Our definition of DataOps

DataOps is the term we use to describe the blending of DevOps agile and lean patterns to automate the way we build and maintain the AgileData.io product.

We focus on the art of simplicity. To achieve this everything we do should be automated, decoupled and replaceable.

Single version of code

  • We store all our code in a code repository so that everyone on the team can see, review and work on the code whenever they require.

  • We store our code in Google Cloud Repository .

  • You can use what ever IDE you prefer to create your code with simplicity.

  • You should pull code whenever you want to make a change, and commit it when you have made that change.

Connect and collaborate when required

  • We all work remotely. We are expected to be connected via Slack and available via Google Meet whenever you are working.
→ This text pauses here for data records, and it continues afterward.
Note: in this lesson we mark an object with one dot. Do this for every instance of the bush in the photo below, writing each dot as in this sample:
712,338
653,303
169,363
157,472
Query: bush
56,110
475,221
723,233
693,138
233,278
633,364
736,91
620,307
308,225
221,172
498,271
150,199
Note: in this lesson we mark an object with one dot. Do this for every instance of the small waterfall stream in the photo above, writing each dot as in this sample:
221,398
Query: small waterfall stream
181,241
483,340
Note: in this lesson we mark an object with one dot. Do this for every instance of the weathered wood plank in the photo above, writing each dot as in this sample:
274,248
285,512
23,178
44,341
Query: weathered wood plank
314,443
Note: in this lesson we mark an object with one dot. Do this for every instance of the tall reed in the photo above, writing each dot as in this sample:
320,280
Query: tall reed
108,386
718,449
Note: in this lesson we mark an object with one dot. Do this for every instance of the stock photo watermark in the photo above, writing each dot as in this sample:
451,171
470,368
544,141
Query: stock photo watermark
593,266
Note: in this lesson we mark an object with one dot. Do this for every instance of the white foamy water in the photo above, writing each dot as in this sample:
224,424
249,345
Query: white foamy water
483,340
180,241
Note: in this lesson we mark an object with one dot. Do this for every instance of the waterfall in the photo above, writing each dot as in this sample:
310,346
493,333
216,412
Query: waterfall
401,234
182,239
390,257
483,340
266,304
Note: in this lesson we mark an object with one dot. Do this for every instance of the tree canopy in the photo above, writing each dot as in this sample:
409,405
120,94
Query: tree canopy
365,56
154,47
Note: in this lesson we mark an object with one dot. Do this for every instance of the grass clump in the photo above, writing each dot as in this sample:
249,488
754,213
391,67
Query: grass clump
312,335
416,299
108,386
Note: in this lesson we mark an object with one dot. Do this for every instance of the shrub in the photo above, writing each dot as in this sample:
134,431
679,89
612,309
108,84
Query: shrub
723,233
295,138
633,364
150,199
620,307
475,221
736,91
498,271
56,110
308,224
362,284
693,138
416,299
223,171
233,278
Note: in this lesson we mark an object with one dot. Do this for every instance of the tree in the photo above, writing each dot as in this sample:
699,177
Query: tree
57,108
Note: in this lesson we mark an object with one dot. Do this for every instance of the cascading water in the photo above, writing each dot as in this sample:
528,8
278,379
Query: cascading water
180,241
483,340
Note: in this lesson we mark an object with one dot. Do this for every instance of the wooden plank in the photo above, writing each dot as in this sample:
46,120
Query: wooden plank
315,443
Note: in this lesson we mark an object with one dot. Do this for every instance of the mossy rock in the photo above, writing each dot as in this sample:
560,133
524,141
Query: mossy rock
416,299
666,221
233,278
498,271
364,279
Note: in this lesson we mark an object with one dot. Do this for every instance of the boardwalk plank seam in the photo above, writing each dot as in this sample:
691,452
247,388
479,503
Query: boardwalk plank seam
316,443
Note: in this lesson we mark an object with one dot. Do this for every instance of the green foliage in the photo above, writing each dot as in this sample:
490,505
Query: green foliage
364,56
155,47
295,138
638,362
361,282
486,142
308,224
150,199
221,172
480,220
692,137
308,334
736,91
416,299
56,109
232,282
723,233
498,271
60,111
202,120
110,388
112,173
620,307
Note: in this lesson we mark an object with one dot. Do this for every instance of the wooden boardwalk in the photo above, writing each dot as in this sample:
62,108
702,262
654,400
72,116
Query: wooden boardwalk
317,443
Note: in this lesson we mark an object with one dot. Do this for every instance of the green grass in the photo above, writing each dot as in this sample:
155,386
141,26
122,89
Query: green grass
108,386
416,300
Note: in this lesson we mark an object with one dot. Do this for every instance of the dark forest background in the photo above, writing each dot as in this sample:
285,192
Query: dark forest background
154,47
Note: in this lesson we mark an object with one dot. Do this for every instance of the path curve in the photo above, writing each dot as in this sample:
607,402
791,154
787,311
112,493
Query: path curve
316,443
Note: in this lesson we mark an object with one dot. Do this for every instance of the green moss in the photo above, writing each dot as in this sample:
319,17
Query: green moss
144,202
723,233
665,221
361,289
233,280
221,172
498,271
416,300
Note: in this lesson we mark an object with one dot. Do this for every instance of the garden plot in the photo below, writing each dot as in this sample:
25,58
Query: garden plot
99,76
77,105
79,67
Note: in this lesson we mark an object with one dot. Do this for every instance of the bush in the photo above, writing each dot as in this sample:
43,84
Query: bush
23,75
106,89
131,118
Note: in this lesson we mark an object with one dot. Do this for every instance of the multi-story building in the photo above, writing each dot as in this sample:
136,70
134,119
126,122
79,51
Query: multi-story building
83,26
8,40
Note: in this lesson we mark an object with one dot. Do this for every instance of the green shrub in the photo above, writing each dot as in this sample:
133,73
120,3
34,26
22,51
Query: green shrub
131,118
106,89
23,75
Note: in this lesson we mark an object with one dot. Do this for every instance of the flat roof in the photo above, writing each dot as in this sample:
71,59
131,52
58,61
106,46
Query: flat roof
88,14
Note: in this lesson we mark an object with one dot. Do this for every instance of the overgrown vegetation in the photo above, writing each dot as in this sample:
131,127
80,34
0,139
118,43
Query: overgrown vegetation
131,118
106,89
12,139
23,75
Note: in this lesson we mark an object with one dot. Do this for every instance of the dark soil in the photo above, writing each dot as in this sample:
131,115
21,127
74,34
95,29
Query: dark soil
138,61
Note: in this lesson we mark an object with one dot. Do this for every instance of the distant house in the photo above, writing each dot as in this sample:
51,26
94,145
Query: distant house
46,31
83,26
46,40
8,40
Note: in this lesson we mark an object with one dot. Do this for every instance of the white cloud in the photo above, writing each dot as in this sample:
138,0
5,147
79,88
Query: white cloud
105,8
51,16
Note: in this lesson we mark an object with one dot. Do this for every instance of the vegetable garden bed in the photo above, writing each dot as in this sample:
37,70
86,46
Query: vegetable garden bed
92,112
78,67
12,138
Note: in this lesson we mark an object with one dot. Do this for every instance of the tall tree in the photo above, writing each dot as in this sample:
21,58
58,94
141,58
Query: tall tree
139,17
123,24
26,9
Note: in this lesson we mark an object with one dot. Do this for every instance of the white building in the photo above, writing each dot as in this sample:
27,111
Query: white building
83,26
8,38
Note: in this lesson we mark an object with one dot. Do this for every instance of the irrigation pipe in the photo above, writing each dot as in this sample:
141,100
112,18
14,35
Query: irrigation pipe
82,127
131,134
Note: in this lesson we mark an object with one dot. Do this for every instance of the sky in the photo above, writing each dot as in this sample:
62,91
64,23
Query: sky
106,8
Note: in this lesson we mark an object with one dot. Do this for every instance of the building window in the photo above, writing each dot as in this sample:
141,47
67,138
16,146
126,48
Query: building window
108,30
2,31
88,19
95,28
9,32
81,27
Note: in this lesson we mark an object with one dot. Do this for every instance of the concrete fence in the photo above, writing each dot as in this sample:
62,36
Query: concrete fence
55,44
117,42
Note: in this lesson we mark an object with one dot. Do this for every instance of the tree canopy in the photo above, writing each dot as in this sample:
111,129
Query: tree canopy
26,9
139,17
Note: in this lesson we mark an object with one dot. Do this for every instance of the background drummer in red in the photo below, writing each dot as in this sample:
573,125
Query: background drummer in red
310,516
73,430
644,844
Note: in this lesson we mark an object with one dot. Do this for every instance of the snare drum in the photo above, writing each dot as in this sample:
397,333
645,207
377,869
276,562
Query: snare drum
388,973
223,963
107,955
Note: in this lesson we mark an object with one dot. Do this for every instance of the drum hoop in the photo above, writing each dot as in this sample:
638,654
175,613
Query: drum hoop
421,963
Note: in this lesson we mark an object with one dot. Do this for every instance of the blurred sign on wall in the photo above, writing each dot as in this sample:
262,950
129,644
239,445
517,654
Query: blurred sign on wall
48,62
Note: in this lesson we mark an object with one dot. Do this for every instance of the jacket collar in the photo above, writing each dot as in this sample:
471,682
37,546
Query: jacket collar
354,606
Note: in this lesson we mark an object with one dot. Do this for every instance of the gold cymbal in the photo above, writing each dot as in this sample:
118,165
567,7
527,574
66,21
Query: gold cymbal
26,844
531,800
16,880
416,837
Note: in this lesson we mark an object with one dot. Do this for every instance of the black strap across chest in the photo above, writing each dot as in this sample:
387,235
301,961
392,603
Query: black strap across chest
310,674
  • If you don’t need a reply now, post it in slack.

  • If you need a reply now, contact the person directly via the phone or google meet.
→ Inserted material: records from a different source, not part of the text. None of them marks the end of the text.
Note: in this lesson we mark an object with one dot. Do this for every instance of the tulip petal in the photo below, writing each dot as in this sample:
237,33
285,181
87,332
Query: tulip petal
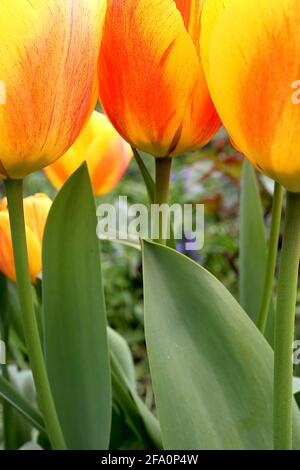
6,250
49,52
250,68
148,70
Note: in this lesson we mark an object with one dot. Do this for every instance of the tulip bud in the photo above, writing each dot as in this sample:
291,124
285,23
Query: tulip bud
48,76
152,84
36,209
106,153
250,52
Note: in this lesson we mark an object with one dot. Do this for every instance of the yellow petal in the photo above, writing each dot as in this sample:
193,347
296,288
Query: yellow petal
106,153
148,70
251,56
36,210
49,53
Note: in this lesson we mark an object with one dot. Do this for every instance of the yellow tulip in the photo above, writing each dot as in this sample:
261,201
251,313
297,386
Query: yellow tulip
152,84
48,78
36,209
106,153
251,56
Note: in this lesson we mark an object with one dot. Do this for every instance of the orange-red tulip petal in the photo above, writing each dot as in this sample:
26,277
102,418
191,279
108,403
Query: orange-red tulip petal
152,84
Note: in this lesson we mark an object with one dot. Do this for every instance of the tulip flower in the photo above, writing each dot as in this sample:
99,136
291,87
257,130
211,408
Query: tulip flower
48,78
250,53
36,210
106,153
152,85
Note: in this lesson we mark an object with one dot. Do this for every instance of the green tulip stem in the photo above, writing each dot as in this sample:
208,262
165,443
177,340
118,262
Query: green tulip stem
272,256
14,190
285,325
162,186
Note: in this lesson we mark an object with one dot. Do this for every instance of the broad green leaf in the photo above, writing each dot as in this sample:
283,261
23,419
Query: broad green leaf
212,370
253,249
74,317
21,404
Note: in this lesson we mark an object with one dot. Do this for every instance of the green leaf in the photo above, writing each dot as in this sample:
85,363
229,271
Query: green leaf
75,318
212,370
22,405
253,249
138,416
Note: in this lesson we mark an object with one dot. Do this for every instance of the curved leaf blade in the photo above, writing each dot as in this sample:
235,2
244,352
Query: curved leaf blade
75,318
212,370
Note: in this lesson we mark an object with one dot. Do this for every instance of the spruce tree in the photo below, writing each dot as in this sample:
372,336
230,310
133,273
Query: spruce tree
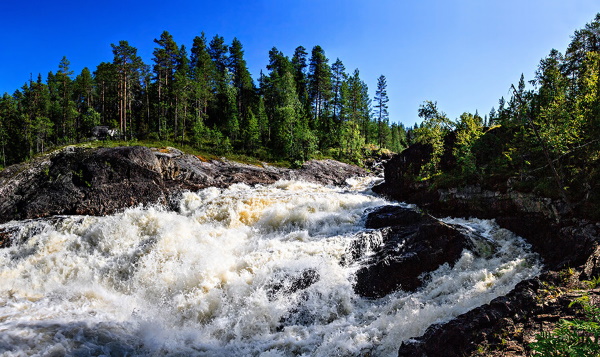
319,91
381,111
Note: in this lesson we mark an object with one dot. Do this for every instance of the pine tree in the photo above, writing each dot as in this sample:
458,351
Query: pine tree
319,90
165,59
106,80
338,72
128,65
299,64
65,112
203,82
182,93
381,111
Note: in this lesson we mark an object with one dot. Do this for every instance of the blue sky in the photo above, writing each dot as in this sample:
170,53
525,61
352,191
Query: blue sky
464,54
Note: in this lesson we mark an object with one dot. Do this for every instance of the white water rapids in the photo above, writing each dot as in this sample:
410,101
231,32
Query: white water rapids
217,278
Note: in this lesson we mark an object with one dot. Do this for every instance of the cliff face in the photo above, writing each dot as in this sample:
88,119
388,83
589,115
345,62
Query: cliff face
101,181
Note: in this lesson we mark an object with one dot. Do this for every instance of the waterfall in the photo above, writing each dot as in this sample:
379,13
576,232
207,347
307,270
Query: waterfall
242,271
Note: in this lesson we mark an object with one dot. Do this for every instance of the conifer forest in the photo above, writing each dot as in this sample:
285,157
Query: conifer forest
205,98
544,135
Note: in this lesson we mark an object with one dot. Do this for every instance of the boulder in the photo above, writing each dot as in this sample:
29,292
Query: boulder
78,180
413,244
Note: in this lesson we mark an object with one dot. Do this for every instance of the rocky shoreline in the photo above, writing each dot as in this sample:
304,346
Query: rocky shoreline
569,247
78,180
102,181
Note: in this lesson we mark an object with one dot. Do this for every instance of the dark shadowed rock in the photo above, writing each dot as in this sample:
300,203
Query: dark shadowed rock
508,324
387,216
462,335
291,283
78,180
413,244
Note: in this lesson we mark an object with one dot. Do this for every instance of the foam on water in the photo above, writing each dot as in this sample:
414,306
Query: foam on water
226,276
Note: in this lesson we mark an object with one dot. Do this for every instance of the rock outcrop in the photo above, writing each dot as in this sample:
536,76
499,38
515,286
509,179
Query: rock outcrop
413,243
78,180
568,245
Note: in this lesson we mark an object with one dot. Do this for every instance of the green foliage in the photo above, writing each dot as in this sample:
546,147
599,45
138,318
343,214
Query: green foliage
575,338
205,101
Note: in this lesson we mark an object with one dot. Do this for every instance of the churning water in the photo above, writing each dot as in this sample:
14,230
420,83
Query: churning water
243,271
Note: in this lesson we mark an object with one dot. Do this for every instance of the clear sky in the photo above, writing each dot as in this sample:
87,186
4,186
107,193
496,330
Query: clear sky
464,54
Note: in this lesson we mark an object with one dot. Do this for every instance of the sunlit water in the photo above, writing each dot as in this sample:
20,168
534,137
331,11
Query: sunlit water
217,278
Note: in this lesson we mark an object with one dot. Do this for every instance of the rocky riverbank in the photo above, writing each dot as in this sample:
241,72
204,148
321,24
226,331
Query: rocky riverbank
568,245
78,180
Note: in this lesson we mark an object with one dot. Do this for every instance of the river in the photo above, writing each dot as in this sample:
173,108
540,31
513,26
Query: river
242,271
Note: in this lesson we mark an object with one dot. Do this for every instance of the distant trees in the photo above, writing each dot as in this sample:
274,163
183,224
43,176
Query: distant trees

  • We don’t use emails to have conversations with each other.

  • You don’t have to respnd to slack posts immediately, but its good behaviour to add a reaction to a post when you have read it. Feel free to find your own favourite unique reaction icon (but you dont have to)
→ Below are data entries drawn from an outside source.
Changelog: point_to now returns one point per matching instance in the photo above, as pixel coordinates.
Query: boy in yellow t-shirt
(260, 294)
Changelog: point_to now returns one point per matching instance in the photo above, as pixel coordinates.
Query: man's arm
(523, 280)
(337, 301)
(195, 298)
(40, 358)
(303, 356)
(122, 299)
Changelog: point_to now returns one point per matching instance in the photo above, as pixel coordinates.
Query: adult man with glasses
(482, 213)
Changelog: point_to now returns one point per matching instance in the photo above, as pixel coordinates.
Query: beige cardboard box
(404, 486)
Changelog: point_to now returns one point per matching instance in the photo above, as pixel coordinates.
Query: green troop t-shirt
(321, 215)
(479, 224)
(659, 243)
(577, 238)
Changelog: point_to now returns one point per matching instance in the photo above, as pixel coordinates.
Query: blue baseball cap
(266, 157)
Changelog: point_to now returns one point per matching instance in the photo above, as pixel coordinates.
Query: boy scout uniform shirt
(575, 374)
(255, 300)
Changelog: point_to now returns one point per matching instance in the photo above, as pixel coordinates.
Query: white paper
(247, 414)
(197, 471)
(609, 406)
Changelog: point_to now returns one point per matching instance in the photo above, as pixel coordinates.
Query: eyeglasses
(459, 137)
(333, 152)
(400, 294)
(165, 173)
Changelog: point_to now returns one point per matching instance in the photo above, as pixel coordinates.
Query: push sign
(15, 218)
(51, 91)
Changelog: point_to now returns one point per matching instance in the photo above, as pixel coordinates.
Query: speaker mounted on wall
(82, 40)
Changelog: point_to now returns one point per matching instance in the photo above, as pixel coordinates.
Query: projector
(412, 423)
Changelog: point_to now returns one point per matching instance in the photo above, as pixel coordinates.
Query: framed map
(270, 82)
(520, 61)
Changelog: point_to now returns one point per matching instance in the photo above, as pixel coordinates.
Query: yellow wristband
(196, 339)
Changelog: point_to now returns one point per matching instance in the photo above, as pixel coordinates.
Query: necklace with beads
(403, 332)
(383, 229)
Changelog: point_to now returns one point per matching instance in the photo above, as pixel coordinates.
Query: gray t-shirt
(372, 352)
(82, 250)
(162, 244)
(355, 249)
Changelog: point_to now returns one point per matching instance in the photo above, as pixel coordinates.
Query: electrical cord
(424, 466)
  • We expect everybody will need to collaborate with other team members to get stuff done, so we do it as and when we require. If you haven’t collaborated with somebody each day something is probably wrong and you probably want to look at fixing it.

  • We don’t do “daily standups” as we are small enough to be able to leverage person to person connections and regular team checkpoints via slack. As we grow our team we may need to do daily checkpoints via Google meet.

Plan when required

  • As we finish our current task we check in via slack to collaborate and agree what the next priority is.

  • We run a visual Product Backlog in AgileData.io (hey product backlogs are just data right ;-). This provides a current, 1-3 m0nth and +3 month of what we think we will work on next.

  • You can add features you think we need to the feature channel in slack at any time. These get added to the product backlog when it is refined.

  • We physically get together somewhere in the world every 3 months to work together for a week or two, and to reconnect, learn new jokes and collaborate on updating the product backlog with what we think is important.

Serverless infrastructure as code

  • We use the Google Cloud Platform (GCP) as our underlying infrastructure. We have a strong preference for GCP serverless components over anything else.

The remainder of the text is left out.